Cloud Native Definition requires systems to be Resilient to failures inevitable in cloud environments. CNF Resilience should be tested to ensure CNFs are designed to deal with non-carrier-grade shared cloud HW/SW platform:
- Checks for network latency
- Performs a disk fill
- Deletes a pod to test reliability and availability.
- Performs a memory hog test for resilience.
- Performs an IO stress test.
- Tests network corruption.
- Tests network duplication.
- Drains a node on the cluster.
- Checking for a liveness entry in the helm chart and if the container is responsive to it after a reset (e.g. by checking the helm chart entry)
- Checking for a readiness entry in the helm chart and if the container is responsive to it after a reset
In order to maintain, debug, and have insight into a protected environment, infrastructure elements must have the property of being observable. This means these elements must externalize their internal states in some way that lends itself to metrics, tracing, and logging. The Test suite checks this:
- Testing to see if there is traffic to Fluentd
- Testing to see if there is traffic to Jaeger
- Testing to see if Prometheus rules for the CNF are configured correctly (e.g. using Promtool)
- Testing to see if there is traffic to Prometheus
- Testing to see if the monitoring calls are compatible with OpenMetric
- Tests log output.
CNF containers should be isolated from one another and the host. The CNF Test suite uses tools like OPA Gatekeeper, Falco, and Armosec Kubescape:
- Check if any containers are running in privileged mode.
- Checks root user.
- Checks for privilege escalation.
- Checks symlink file system.
- Checks application credentials.
- Checks if the container or pods can access the host network.

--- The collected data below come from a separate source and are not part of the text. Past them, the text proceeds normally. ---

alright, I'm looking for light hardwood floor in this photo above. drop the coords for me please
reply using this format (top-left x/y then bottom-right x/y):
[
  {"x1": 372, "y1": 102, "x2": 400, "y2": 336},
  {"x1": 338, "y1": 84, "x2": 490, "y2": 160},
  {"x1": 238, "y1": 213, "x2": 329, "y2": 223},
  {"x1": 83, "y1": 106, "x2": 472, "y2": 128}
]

- Checks for service accounts and mappings.
- Checks for ingress and egress being blocked.
- Privileged container checks.
- Verifies if there are insecure and dangerous capabilities.
- Checks network policies.
- Checks for non root containers.
- Checks PID and IPC privileges.
- Checks for Linux Hardening, eg. Selinux is used.
- Checks resource policies defined.
- Checks for immutable file systems.
- Verifies and checks if any hostpath mounts are used.
- Check if there are any shells
Configuration should be managed in a declarative manner, using ConfigMaps, Operators, or other declarative interfaces. The Test suite checks this by:
- Testing if the CNF is installed using a versioned Helm v3 chart
- Searching for hardcoded IP addresses, subnets, or node ports in the configuration
- Checking if the pod/container can be started without mounting a volume (e.g. using helm configuration) that has configuration files
- Testing by reseting any child processes, and when the parent process is started, checking to see if those child processes are reaped (ie. monitoring processes with Falco or sysdig-inspect)
- Testing if there are any (non-declarative) hardcoded IP addresses or subnet masks
- Tests if nodeport is not used.
- Tests hostport is not used.
- Checks for secrets used or configured.
- Tests immutable configmaps.
Tools to study/use for such testing methodology: The previously mentioned Pumba and Blocade, ChaosMesh, Mitmproxy, Istio for "Network Resilience", kill -STOP -CONT, LimitCPU, Packet pROcessing eXecution (PROX) engine as Impair Gateway.